Сурмач насторожился. «А что, если Демченко прав и медикаменты на черном рынке действительно из бывшего склада белополяков? Сколько же можно собрать на этом иностранной валюты, золота, ценностей?»
Сразу его мысли унеслись к тайному приказу атамана Усенко: «„Двуйка“ требует результатов. А „Двуйка“ — это разведцентр при польском генштабе. Драпали с Украины белополяки — перепрятали склад, теперь о нем вспомнили. Медикаменты, конечно, не вывезешь. Срок годности их давно прошел. Но для несведущих сойдет. Словом, можно все это старье превратить в валюту, в золото…»
— Вы… — Сурмач не знал, как обращаться к Демченко: по фамилии, по имени-отчеству? Решил просто на «вы», — …на черном рынке, видимо, свой человек?
— Приходится там появляться, — спокойно, как что-то само собой разумеющееся, подтвердил Демченко.
— Поможете взять тех, с медикаментами?
— Показать я их вам покажу, а руки связывать не буду. Это дело милиции.
На том и порешили. Разорились, договорившись встретиться завтра рано утром.
У Сурмача в Белоярове было еще одно задание: разыскать того контрабандиста Степана, с которым ходил «на польскую сторону» Григорий Серый, задержанный за два дня до трагического случая на третьей заставе.
Познакомиться с Серым Аверьяну хотелось еще и потому, что тот когда-то был в банде атамана Усенко и одним из первых дезертировал из сотни капитана Измайлова, был амнистирован Советской властью. И вот жило в Сурмаче неясное желание проверить: нет ли связи с переходом границы бывшим усенковцем Григорием Серым и прорывом пятерки Волка.
Сурмач зашел в милицию, расспросил, где улица Мельничная. Оказывается, это на самой окраине, у старого кладбища.
— Если там не бывал, в потемках заблудишься, — предупредил Аверьяна дежурный, которого, оказывается, звали Василием Степановичем (дядей Васей, как он велел себя величать). — Я тебе дам сопровождающего. Посиди чуток, охолонь после разговоров с Демченко. Замордовал он, поди, тебя своей праведностью?
Пока Аверьян выспрашивал дядю Васю, не знает ли он в Белоярове такого человека — Григория Серого, бывшего бандита, а ныне контрабандиста, минуло с четверть часа.
От удара ногой распахнулась наружная дверь, ведущая с крыльца в сенцы. Она глухо ткнулась в дощатую стенку широкой деревянной ручкой. По скрипучему полу затопал кто-то тяжелый и неторопливый, словно бы он шел, боясь упасть. «Пьяный, что ли? — мелькнуло у Аверьяна подозрение. — И за стенки держится».

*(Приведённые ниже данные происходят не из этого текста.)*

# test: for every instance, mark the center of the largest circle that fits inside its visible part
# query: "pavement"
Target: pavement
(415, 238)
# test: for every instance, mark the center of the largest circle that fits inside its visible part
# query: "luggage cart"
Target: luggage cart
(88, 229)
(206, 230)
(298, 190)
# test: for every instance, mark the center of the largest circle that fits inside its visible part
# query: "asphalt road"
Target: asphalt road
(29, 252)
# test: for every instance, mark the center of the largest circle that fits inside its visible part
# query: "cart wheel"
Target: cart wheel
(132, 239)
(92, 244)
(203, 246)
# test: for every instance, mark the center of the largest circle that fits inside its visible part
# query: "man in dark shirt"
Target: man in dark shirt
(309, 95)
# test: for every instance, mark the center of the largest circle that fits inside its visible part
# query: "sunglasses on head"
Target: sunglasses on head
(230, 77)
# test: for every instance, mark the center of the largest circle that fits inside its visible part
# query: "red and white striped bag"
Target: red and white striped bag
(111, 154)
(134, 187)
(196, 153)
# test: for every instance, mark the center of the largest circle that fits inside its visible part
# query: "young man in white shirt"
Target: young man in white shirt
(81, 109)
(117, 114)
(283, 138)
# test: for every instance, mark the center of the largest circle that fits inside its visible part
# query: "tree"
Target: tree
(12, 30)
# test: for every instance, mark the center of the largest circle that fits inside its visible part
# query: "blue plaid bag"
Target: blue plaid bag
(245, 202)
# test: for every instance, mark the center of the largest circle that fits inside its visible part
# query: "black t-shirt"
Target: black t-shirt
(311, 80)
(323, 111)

Но дядя Вася, заслышав эти звуки, улыбнулся. Улыбка была добрая, ласковая. Она закатным, теплым солнцем озарила вылепленное из мелких морщинок лицо.
— Петька! — сообщил он чекисту из окротдела и поспешил к дверям.
Открыл их осторожно, словно бы боялся, что они в сенцах кого-то заденут.
В заботливо приоткрытые двери вплыло железное ведро, почти по венчик наполненное водой. Дядя Вася тут же перехватил его и поставил у порога.
А вот и сам Петька. В правой руке у парнишки второе ведро, деревянное, наподобие тех, какие цепляют к журавлю или вороту в глухих селах. «Тяжеленько!» — отметил Аверьян, видя, как резко откинуло в сторону паренька, который поставил это деревянное рядом с железным.
Петьке — лет шестнадцать. Одет он был по самой шикарной моде беспризорника тех лет: великолепный, в далеком прошлом, рыжий салоп из сукна, в который можно было бы обрядить целую ораву тощих ребятишек вроде Петьки. Пелерина когда-то, видимо, была оторочена по краям соболями, но мех давно спороли. На голове — татарский треух из лисьих хвостов. Но мягкий подшерсток пожрал пухоед, шапка оплешивела. Да кто-то (из озорства, что ли?) обкорнал ей по каемку уши.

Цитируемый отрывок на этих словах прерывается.